Money & Banking

LVB shareholders believe merger with DBS negates bank’s inherent strengths

K Ram Kumar Mumbai | Updated on December 02, 2020

It appears the exercise was done based on simple arithmetic of financial assets versus liabilities, says a banking expert

The legal tug-of-war between the shareholders of Lakshmi Vilas Bank (LVB) and the Reserve Bank of India (RBI) regarding valuation of their shares, which have been marked down to zero following the amalgamation of the financially-stressed bank with DBS India Ltd (DBIL), is unlikely to end soon.

May move Supreme Court

Each party to the case, currently on in the Bombay and Madras High Courts, expects the other to seek relief in the Supreme Court should they lose the case in the High Court.


While depositors’ interest has been safeguarded by merging the troubled LVB with a healthy bank (DBIL), shareholders of LVB are disappointed. As per a clause in the scheme in ‘The Lakshmi Vilas Bank (amalgamation with DBS Bank India) Scheme2020’, the entire amount of the paid-up share capital, reserves and surplus, including the balances in the share or securities premium account of the transferor (LVB) bank, shall stand written off

LVB shareholders have challenged this clause that reduces their shareholding to zero. LVB shareholders are concerned that the merger negates the bank’s inherent strengths.


Banking expert V Viswanathan wondered if LVB’s inherent strengths – 563 branches and 974 ATMs/CDMs in about 16 States and 3 Union Territories, experienced staff, loyal customers, deposits (₹20,973 crore) and advances (₹13,505 crore) built over nine decades – were taken into account for valuation purposes for the amalgamation.

“Without factoring these ‘inherent strengths’, the whole exercise appears to have been done based on simple arithmetic of financial assets versus liabilities. “Unless the valuation or acquisition cost is made public, one cannot be faulted, if he strongly feels that the amalgamation favoured DBIL,” he said. In the Madras High Court, the RBI’s Senior Counsel Ravi Kadam emphasised that to protect the interest of depositors of the financially-ailing LVB, the regulator considered it fit to frame a scheme of amalgamation, merging LVB with a healthy and financially-sound bank (DBIL).

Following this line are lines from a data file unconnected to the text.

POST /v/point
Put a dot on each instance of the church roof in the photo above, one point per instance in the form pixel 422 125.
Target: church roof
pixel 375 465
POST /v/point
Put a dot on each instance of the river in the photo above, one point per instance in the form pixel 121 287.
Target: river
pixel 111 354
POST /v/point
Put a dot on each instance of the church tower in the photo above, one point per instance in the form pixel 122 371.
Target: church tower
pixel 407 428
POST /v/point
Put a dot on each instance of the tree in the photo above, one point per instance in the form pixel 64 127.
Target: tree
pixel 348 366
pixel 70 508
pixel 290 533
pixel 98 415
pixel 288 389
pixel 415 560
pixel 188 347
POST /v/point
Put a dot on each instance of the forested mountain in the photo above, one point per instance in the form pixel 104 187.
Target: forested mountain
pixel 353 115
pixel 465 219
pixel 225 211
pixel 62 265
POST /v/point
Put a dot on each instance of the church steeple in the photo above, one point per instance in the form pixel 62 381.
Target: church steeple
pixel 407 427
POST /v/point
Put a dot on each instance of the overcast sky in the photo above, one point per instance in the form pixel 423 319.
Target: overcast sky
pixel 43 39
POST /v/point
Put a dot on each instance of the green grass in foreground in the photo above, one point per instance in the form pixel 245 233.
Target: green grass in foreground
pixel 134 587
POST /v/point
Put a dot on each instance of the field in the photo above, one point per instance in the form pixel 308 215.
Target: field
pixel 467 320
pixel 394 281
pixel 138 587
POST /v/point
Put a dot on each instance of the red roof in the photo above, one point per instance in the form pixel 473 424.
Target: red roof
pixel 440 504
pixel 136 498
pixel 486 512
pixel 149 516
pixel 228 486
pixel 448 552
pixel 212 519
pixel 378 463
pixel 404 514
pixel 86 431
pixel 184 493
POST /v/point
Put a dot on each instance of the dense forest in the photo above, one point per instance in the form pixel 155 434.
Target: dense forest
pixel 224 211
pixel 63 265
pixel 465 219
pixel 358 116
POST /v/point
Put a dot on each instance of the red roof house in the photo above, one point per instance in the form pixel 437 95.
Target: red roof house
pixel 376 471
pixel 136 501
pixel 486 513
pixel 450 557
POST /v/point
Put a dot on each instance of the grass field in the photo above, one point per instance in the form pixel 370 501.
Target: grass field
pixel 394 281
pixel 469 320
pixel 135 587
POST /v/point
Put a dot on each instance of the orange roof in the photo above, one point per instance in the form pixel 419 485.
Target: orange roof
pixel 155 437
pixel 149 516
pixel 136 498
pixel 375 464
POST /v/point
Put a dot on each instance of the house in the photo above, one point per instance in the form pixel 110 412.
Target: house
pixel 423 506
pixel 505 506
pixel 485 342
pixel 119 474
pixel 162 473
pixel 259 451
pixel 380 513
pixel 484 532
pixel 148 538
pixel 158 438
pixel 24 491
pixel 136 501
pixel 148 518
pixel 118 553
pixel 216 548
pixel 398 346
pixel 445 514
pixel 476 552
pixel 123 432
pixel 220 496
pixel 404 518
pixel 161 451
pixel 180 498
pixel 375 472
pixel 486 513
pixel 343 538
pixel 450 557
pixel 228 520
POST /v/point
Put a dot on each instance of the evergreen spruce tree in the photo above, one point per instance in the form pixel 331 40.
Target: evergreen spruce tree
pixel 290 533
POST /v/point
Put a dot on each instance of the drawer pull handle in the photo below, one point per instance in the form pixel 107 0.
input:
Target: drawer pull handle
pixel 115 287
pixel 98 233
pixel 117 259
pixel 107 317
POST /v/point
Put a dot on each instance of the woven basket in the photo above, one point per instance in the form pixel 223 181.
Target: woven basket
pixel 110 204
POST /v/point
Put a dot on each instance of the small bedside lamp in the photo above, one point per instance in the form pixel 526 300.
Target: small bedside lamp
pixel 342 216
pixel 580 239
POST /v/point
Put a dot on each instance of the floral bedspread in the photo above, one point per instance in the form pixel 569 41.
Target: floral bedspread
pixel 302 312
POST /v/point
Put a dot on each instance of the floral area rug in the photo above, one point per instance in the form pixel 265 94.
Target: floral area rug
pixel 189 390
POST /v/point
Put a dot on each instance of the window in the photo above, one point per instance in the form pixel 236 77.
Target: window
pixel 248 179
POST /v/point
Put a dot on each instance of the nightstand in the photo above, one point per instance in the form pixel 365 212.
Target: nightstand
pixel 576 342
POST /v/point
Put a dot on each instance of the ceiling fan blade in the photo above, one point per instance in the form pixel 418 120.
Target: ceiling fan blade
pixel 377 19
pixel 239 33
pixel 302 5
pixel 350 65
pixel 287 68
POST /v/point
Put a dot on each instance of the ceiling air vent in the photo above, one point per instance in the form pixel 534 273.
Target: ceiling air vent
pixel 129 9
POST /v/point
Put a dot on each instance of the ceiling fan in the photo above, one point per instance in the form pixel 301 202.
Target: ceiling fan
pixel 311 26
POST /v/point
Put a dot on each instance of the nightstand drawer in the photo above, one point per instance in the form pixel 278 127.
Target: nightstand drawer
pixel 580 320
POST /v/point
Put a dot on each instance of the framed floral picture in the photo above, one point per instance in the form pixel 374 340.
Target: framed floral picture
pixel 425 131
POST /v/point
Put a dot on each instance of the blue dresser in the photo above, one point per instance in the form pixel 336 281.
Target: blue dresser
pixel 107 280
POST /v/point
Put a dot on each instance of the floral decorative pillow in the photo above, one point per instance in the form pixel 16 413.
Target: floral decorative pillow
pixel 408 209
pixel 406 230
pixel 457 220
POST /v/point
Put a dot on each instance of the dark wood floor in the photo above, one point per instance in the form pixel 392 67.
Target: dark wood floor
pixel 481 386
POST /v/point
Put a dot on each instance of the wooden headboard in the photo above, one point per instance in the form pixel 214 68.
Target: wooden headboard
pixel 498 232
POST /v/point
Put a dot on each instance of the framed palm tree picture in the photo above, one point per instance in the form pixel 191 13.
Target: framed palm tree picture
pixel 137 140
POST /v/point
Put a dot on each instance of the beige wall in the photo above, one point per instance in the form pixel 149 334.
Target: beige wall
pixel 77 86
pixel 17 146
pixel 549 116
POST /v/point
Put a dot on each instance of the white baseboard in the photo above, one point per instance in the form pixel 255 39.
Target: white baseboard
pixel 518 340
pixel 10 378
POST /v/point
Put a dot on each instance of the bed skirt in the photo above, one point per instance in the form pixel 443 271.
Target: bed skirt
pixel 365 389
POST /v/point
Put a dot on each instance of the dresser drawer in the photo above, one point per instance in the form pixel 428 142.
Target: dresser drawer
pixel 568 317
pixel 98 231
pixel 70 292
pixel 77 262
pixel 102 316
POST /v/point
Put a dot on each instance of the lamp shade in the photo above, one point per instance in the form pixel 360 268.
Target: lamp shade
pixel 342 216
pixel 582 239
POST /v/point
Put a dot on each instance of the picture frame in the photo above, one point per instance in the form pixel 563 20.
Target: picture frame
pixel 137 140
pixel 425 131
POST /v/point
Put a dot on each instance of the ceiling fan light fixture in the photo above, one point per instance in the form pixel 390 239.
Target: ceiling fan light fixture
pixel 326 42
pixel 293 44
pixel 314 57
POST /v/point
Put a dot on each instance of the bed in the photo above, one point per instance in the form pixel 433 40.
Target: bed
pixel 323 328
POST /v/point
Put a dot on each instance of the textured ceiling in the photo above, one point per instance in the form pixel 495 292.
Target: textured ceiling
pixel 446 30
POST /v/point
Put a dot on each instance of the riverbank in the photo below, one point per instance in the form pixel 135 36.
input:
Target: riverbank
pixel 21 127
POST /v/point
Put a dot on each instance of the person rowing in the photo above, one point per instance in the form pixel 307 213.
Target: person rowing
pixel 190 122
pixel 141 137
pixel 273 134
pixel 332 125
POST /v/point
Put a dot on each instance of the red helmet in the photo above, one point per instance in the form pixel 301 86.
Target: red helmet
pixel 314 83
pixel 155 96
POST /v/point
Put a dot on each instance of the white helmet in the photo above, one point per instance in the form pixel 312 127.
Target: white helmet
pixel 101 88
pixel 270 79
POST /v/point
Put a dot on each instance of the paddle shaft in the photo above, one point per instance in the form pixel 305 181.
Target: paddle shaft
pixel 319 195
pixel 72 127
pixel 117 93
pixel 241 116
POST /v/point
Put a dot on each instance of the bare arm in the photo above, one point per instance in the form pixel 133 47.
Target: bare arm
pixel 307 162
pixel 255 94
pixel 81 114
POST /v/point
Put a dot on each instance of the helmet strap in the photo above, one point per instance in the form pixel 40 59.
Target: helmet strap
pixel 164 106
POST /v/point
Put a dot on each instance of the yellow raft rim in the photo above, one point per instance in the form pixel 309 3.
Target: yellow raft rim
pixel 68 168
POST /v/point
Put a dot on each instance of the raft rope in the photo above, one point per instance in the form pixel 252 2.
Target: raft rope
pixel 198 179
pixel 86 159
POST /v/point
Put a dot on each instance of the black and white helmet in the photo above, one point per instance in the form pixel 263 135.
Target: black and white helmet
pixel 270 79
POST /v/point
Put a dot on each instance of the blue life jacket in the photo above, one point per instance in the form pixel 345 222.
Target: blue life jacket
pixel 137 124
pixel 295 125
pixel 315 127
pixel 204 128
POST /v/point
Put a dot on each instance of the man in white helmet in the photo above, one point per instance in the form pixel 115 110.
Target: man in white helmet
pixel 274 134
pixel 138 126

Therefore, invoking its powers under Section 45 of the Banking Regulation Act, the RBI framed the scheme of amalgamation and issued moratorium, supersession of board of directors order, upon a “fair and reasonable offer of investment” by the said fourth respondent company (DBIL) to the extent of approximately ₹2,500 crore.

Financial position declines

When LVB was placed under moratorium on November 17, the RBI observed that the bank’s financial position has undergone a steady decline with continuous losses over the last three yearseroding its net-worth.

“In the absence of any viable strategic plan, declining advances and mounting non-performing assets, the losses are expected to continue.

“The bank has not been able to raise adequate capital to address issues around its negative net-worth and continuing losses. Further, the bank is also experiencing continuous withdrawal of deposits and low levels of liquidity,” the central bank said.